Restricted in their social interactions, the girls convert into a fascinating specimen for the suburb's catalogue of awkward male youth. Intrigue in the sisters escalates when the youngest Lisbon, Cecilia (Hanna R. Hall) attempts suicide. At the same time, a strange disease begins to affect the local trees causing them to die. Despite efforts to thwart and restrict its profileration, the disease fails to subside and serves as a wonderful metaphor for the innate decay intoxicating the community beneath its picturesque Georgian homes, lush green lawns and wide streets. The poisonous atmosphere is perfectly represented through cinematographer Ed Lachman’s collection of jaundiced visuals blended in with images of swooning daydreams and delicate introspection.

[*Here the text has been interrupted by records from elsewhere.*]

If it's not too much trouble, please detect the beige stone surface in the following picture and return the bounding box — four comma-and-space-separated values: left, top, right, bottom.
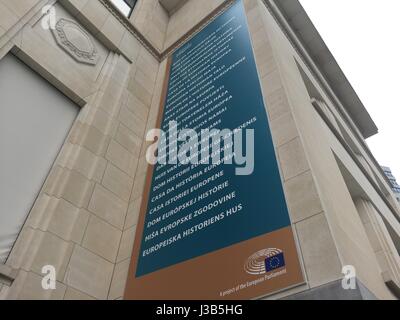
64, 246, 114, 300
108, 259, 130, 300
296, 213, 343, 288
106, 140, 137, 177
5, 271, 66, 300
278, 138, 309, 180
102, 163, 133, 201
117, 226, 136, 262
284, 171, 323, 223
89, 185, 128, 230
82, 215, 122, 263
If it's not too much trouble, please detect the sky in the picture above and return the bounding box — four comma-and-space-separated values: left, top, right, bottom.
300, 0, 400, 182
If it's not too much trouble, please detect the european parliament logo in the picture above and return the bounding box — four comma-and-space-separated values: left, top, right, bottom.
265, 252, 285, 272
244, 248, 286, 275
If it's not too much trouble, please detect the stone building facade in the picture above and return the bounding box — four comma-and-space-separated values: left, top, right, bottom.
0, 0, 400, 300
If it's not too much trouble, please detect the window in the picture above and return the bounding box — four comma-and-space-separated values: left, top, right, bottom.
0, 54, 79, 264
111, 0, 137, 18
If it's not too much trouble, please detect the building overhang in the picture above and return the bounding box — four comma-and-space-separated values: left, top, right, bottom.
266, 0, 378, 139
159, 0, 187, 15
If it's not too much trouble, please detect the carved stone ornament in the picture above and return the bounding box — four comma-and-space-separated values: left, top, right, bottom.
52, 18, 99, 65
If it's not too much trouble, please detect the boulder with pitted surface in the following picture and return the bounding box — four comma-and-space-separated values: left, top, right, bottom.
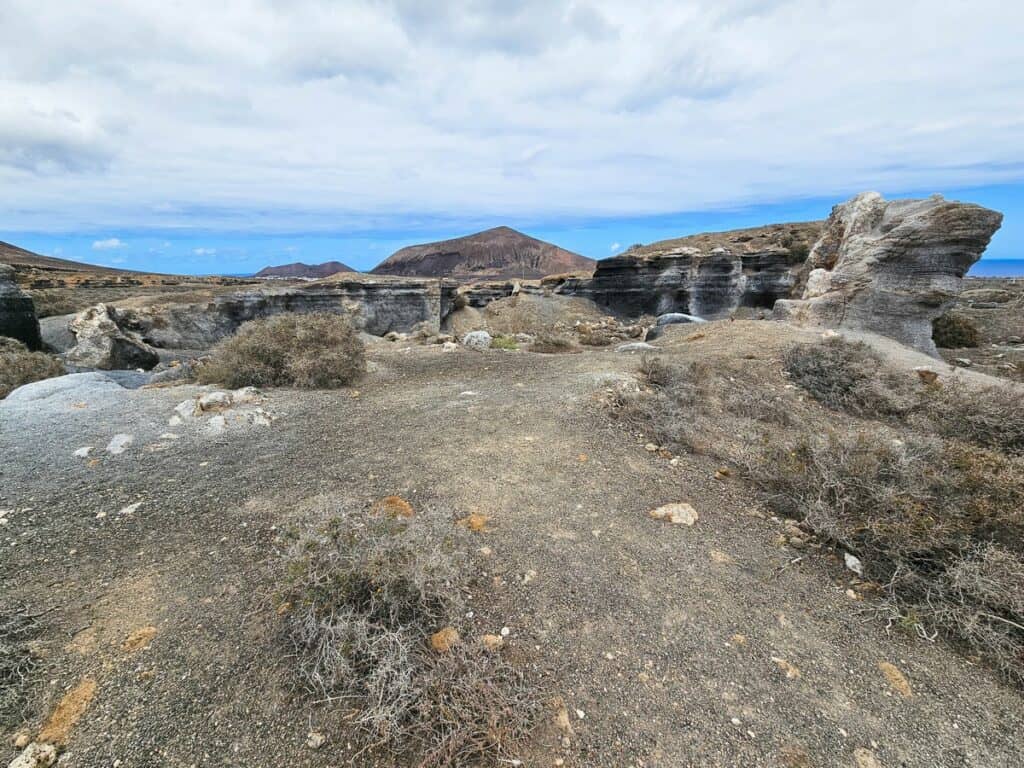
774, 193, 1002, 355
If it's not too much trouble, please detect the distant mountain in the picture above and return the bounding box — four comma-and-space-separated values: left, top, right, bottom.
0, 242, 129, 274
373, 226, 595, 280
256, 261, 355, 279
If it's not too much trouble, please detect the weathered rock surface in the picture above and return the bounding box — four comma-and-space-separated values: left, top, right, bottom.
774, 193, 1002, 354
118, 273, 455, 349
63, 304, 160, 371
548, 222, 821, 319
0, 264, 43, 349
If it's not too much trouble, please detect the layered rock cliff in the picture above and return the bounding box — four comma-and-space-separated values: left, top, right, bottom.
0, 264, 43, 349
118, 273, 446, 349
554, 222, 821, 318
774, 193, 1002, 354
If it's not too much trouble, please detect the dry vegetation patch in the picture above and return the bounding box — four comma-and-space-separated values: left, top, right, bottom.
272, 509, 541, 766
197, 313, 367, 389
612, 340, 1024, 682
0, 336, 67, 398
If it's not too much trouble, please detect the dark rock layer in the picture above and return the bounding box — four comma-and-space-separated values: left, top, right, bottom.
0, 264, 43, 349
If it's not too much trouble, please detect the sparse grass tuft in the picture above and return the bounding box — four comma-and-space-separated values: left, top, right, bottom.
932, 312, 981, 349
529, 333, 579, 354
197, 313, 366, 389
490, 336, 519, 351
748, 431, 1024, 683
0, 336, 67, 399
281, 509, 542, 766
782, 338, 913, 418
0, 603, 40, 730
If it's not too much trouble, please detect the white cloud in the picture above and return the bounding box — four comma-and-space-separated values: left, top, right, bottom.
0, 0, 1024, 232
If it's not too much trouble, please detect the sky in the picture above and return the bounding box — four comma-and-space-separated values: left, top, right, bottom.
0, 0, 1024, 273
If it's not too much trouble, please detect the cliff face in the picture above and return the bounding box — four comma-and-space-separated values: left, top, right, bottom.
555, 222, 821, 318
775, 193, 1002, 354
373, 226, 594, 281
254, 261, 355, 280
118, 278, 449, 349
0, 264, 43, 349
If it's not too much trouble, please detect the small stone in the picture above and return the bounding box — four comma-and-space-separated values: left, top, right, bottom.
106, 433, 135, 456
480, 635, 505, 651
8, 742, 57, 768
771, 656, 800, 680
430, 627, 459, 653
199, 389, 231, 411
647, 503, 697, 525
843, 552, 864, 575
306, 731, 327, 750
879, 662, 913, 698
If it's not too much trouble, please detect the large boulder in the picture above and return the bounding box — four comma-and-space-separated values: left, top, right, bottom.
0, 264, 43, 349
63, 304, 160, 371
774, 193, 1002, 355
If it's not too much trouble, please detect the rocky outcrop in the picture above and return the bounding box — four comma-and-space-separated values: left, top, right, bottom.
774, 193, 1002, 354
0, 264, 43, 349
63, 304, 160, 371
547, 222, 821, 318
118, 273, 455, 349
254, 261, 355, 280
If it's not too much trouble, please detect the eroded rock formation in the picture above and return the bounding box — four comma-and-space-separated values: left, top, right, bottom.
774, 193, 1002, 354
118, 273, 455, 349
554, 222, 821, 318
63, 304, 160, 371
0, 264, 43, 349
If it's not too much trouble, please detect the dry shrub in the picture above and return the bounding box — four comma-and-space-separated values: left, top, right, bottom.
272, 509, 541, 766
783, 339, 1024, 456
529, 332, 579, 354
746, 430, 1024, 682
490, 336, 519, 351
0, 603, 40, 729
782, 338, 914, 418
197, 312, 366, 389
932, 312, 981, 349
612, 355, 798, 459
921, 382, 1024, 456
0, 336, 67, 399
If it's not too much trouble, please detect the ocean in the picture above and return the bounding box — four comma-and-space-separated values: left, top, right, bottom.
967, 259, 1024, 278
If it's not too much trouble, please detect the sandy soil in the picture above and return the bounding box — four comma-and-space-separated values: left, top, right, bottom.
0, 322, 1024, 768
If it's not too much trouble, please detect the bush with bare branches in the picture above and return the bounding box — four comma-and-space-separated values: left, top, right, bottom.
272, 508, 541, 766
197, 312, 367, 389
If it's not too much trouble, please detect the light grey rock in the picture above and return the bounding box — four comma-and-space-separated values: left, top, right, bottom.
774, 193, 1002, 355
462, 331, 492, 352
39, 314, 75, 352
106, 432, 135, 456
63, 304, 160, 371
7, 741, 57, 768
615, 341, 662, 352
0, 264, 43, 349
0, 372, 125, 409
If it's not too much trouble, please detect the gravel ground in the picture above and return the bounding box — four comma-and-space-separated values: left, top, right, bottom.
0, 323, 1024, 768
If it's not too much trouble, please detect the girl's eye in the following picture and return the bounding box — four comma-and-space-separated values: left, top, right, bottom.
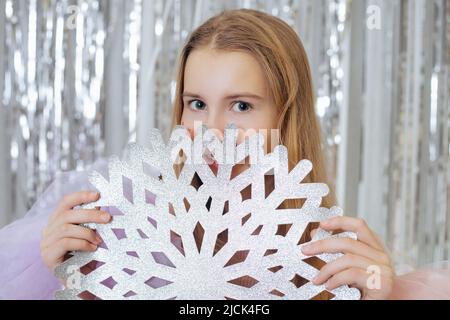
233, 101, 252, 112
189, 100, 206, 111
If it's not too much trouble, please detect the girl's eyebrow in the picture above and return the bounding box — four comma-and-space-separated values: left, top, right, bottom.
182, 92, 264, 100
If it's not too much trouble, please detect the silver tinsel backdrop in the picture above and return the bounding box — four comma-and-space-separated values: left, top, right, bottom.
0, 0, 450, 272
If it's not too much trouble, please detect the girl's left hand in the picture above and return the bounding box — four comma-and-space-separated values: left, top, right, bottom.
302, 217, 395, 300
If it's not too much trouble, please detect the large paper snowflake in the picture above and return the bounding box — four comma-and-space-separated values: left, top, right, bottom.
56, 127, 360, 299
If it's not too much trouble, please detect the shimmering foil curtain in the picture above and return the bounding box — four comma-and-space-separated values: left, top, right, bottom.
0, 0, 450, 266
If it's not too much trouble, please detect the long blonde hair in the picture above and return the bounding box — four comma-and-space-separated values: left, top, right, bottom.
172, 9, 335, 208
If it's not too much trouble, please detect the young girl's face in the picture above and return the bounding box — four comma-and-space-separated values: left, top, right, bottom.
181, 47, 278, 143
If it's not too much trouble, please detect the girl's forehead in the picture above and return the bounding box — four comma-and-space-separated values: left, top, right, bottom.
184, 48, 266, 96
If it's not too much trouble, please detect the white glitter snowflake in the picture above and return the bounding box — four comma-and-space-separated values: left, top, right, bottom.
56, 127, 360, 300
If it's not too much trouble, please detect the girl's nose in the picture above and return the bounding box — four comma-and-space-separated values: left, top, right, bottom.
206, 112, 226, 139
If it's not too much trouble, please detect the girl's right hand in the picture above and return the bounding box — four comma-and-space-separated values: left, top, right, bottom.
41, 191, 111, 271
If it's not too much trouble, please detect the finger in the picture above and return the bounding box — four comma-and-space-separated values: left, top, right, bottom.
43, 238, 97, 268
311, 228, 318, 238
320, 217, 384, 251
325, 268, 369, 291
301, 238, 390, 265
56, 191, 100, 212
313, 254, 392, 285
42, 224, 102, 248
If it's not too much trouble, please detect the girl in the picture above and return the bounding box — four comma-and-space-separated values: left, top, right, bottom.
0, 10, 446, 299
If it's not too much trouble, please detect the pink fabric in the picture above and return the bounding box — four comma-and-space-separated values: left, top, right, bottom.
0, 159, 450, 299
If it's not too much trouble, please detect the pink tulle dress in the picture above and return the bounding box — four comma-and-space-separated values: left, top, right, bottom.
0, 159, 450, 300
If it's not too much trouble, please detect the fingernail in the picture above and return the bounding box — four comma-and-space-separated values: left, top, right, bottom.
302, 244, 311, 253
320, 220, 330, 226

Coppola’s ashen and haunting representations of teenage suburbia increase in their vividity when the eldest Lisbon sister, the flirtatious Lux (Kirsten Dunst) engages in a fleeting romance with local hunk Trip Fontaine (Josh Hartnett). Cocky and slick, high school football star Trip faithfully embodies the myopic high school heartthrob without cliche or parodic repercussions. In contrast to American Pie, The Virgin Suicides represents a teenage conception of sex that does contain consequences, genuine feelings of hurt and authentic emotional responses in its regretful aftermath.
Coppola’s female gaze is also important to the film’s elegiac and ethereal logic. In her successive work, Sofia Coppola has built upon themes dissecting the isolation of young women in strange and confined environments. Her critically acclaimed 2003 film Lost in Translation centered upon the loneliness felt by Scarlett Johansson’s Charlotte in modern Tokyo, while 2006’s brilliant Marie Antoinette served as a stylish metaphor for the alienation and solitude enveloping a naive, teenage royal in unfamiliar foreign surroundings. In The Virgin Suicides, this theme is prevalent in the sisters’ collective ennui and the unbearable solitude found in their restrictive home life.
The coiled mythology the Lisbon sisters represents never wavers throughout the proceedings. Elements of the mystery are partially unspooled, but are outweighed by the overwhelming array of unresolved questions. Impressively, there remains a consistent conviction and underlying tautness in Coppola’s film largely due to the restrained emotional realism displayed in the film’s key performances. By the film’s latter stages, the dreamy nostalgia Coppola builds upon is ultimately undercut by a dark, macabre finality, which continuously affects those touched by the Lisbon sisters’ collective charm and the bitter grotesqueness of their tragedy. The impact for their admirers is sobering, poignant and eternal.
With each passing year, the legacy of Sofia Coppola’s mesmerizing and stylish portrait of teenage suburban life continues to grow. With its ambrosial images and esoteric heroines, The Virgin Suicides casts a deep abiding spell that grows stronger with each additional viewing. Relevant and heartbreaking, Coppola’s film manages to breathlessly craft a devasting balance between the formidable highs and the cavernous hardships of adolescent womanhood. The overall melancholy textures highlight a film dedicated to the sorrowful longing to reclaim the nostalgic past and all its innocent entities.